Fazer a experiência me levou a uma constatação que até aquele momento eu não havia considerado. A cidade de Aracaju está no hemisfério sul. Logo, quem está de cabeça para baixo sou eu e não os japoneses, que vivem no hemisfério norte. Descobrir isto me horrorizou com o risco de desabar da superfície do planeta a qualquer momento em direção ao desconhecido azul infinito do espaço sideral.

Ao concluir a experiência de furar o planeta, uma nova frustração. Não saí no Japão, como eu pretendia. É verdade que fiquei bem próximo, mas o furo que eu fiz aflorou no território da Coreia do Norte. A Península Coreana não mais pertencia aos japoneses, como fora no passado. Kim Il-Sung, desde 1948, com o fim da Segunda Guerra Mundial, expulsara os japoneses, fundou o país e passou a governar aquele Estado, que descobri estar em posição diametralmente oposta à cidade de Aracaju.

Agora, as minhas noites insones em face dos jogos olímpicos estão aí para me mostrar como seria bom se estivessem corretos os teóricos do terraplanismo.
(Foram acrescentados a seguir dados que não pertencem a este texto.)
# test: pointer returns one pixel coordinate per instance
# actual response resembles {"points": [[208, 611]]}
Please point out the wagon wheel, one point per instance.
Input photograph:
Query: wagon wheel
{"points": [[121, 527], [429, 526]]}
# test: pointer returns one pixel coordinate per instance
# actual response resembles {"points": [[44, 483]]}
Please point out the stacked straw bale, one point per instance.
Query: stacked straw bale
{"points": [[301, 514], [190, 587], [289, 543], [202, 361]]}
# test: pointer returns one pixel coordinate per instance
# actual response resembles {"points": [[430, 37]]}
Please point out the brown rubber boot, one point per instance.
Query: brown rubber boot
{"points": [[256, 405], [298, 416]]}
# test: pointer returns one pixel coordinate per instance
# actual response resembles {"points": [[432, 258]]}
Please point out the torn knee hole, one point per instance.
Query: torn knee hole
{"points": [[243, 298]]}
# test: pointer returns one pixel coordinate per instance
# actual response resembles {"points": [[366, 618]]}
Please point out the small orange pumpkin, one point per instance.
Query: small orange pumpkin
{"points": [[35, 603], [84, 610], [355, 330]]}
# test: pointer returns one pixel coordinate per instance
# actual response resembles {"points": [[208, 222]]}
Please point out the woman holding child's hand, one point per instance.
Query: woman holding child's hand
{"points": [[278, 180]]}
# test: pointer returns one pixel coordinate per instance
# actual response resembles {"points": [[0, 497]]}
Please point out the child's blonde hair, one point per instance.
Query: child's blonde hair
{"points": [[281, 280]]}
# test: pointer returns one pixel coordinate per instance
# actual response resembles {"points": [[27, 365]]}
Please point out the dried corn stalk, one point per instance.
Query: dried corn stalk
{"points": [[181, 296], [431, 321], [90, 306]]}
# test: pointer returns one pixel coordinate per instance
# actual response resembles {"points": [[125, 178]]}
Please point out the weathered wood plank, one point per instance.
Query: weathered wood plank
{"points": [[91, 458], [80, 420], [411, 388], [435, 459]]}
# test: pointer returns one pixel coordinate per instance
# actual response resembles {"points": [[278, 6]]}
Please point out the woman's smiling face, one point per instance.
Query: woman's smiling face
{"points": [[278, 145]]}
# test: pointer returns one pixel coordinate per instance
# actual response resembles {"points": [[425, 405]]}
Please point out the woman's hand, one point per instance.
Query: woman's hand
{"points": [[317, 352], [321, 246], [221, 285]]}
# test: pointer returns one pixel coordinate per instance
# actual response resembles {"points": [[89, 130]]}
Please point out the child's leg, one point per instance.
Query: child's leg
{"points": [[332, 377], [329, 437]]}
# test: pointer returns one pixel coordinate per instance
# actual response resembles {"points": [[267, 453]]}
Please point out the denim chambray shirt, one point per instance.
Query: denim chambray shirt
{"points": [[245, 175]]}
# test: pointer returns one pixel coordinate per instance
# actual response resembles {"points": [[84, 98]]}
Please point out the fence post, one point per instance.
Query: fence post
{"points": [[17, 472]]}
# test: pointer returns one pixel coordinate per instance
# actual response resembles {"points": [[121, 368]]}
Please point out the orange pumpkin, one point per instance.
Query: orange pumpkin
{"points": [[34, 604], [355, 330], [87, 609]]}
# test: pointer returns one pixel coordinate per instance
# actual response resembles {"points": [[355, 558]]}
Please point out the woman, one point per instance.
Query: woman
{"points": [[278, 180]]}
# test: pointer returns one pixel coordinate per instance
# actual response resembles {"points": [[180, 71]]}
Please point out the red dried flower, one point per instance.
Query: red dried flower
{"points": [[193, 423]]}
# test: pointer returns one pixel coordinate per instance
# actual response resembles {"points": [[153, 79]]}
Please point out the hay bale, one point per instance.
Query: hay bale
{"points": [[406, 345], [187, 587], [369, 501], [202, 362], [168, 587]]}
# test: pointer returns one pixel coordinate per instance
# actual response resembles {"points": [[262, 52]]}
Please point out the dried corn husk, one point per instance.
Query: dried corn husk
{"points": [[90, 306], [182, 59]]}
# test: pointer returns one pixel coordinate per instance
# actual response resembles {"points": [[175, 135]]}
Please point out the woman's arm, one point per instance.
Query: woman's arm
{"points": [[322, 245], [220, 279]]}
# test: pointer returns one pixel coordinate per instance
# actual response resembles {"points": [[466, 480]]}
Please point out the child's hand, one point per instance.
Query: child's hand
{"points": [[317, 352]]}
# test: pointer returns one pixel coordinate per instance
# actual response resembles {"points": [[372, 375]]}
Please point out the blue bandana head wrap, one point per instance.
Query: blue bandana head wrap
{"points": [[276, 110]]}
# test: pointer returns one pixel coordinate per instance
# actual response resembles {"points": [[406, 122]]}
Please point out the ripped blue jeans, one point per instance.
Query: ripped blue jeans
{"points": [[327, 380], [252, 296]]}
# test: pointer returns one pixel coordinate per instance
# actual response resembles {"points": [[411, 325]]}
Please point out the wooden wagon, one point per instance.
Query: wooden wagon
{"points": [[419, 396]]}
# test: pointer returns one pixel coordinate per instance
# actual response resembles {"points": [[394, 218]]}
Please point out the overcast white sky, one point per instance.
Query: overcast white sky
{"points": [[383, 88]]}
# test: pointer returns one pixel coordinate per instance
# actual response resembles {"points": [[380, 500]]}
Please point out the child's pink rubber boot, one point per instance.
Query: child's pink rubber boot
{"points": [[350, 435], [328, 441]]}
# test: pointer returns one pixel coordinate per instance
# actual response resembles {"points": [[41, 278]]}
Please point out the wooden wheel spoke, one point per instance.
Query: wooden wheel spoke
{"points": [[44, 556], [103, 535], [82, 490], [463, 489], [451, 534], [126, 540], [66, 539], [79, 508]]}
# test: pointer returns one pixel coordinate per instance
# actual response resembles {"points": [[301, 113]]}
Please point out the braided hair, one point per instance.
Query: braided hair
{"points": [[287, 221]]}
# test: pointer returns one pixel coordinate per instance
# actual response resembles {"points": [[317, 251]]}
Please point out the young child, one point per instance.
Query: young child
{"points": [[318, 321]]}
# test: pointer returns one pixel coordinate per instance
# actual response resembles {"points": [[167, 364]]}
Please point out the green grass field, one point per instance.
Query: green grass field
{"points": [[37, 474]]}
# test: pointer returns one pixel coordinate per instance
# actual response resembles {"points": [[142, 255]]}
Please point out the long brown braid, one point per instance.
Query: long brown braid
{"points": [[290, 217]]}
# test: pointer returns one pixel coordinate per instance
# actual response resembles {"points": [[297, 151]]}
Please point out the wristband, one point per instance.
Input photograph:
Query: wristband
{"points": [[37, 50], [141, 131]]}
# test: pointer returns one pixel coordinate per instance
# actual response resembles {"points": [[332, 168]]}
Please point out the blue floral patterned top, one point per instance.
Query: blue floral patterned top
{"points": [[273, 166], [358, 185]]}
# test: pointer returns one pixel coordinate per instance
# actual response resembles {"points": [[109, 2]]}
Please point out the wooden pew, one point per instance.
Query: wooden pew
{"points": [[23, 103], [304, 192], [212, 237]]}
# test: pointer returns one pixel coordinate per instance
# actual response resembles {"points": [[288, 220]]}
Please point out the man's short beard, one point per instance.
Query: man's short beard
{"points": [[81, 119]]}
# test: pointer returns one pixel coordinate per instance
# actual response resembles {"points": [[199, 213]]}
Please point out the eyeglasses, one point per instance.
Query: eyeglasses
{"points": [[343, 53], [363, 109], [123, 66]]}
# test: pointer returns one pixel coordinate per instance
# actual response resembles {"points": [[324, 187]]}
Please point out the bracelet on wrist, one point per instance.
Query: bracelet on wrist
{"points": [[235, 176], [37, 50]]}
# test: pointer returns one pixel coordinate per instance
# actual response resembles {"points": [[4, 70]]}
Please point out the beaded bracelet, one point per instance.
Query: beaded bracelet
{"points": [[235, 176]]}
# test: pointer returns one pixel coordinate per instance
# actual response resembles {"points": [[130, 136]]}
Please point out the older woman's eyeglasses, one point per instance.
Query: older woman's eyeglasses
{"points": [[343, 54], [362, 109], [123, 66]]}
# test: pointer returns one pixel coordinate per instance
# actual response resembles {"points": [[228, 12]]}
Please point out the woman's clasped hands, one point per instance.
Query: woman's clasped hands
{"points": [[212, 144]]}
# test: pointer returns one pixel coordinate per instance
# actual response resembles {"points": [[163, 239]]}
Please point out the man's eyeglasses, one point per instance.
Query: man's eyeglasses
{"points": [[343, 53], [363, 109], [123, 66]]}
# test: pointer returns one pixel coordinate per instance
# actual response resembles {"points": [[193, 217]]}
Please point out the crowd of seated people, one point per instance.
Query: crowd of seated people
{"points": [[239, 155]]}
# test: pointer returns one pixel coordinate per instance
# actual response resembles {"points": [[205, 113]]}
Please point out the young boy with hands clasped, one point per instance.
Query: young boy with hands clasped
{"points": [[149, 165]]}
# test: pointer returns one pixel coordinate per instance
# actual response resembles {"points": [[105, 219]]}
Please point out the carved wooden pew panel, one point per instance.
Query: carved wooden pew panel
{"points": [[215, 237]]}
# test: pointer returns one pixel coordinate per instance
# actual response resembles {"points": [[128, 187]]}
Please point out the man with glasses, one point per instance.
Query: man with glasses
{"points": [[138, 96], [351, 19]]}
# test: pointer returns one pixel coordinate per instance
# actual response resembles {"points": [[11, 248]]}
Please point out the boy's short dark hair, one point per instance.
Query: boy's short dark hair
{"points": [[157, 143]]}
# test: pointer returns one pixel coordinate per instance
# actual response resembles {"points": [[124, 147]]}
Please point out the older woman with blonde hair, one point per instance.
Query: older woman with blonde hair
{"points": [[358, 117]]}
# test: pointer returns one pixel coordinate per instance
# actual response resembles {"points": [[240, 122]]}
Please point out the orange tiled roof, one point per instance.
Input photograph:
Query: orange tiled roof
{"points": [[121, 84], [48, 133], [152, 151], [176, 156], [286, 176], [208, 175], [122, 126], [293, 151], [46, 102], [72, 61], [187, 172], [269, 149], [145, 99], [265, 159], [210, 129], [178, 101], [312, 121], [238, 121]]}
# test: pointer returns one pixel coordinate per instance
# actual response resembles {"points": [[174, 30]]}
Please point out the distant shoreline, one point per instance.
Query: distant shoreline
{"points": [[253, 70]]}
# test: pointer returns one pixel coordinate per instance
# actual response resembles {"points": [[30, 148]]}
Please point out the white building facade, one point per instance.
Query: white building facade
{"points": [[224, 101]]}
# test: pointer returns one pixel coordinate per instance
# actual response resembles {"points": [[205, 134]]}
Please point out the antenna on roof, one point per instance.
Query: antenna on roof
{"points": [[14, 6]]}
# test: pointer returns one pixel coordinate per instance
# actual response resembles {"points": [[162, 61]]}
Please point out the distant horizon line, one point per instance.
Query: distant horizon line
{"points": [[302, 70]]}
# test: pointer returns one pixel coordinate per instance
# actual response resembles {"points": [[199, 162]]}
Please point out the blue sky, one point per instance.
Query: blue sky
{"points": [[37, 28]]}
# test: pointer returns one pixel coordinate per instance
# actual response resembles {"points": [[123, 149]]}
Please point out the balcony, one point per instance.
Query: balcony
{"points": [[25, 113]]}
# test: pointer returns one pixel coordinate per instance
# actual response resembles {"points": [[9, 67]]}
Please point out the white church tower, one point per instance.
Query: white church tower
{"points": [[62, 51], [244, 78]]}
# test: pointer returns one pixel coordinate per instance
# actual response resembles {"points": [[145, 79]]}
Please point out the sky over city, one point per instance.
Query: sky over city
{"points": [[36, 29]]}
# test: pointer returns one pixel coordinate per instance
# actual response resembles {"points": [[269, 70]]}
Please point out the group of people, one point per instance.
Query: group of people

Os japoneses teriam necessidade de ser muito debochados para marcar as atividades olímpicas em plena escuridão das madrugadas, posto que sendo tudo plano o sol iluminaria a todos nós ao mesmo tempo. A não ser que faltasse caráter ao astro rei ou fosse este excessivamente gozador.

Até o dia oito de agosto estarei condenado a atravessar de olhos abertos as minhas madrugadas, a fim de não perder as exibições dos atletas dos 40 esportes que participam dos jogos. Mesmo sabendo que não entendo absolutamente nada de mais de metade de tais esportes e que não chegam a 10 o número daqueles em relação aos quais eu domino os rudimentos da sua lógica. Mas, isto é outra história. Depois eu conto.

 

 

*Jornalista, professor, doutor em Educação, membro da Academia Sergipana de Letras e presidente da Academia Sergipana de Educação.

Comentários

  1. Excelente comentário. Qdo li me identifiquei como mais a respeito do medo de cair se ocorresse um giro da terra. Qdo menino eu também pensava que se fizéssemos um furo aqui cairiam no Japão. Tento acompanhar os jogos também. Muito bom.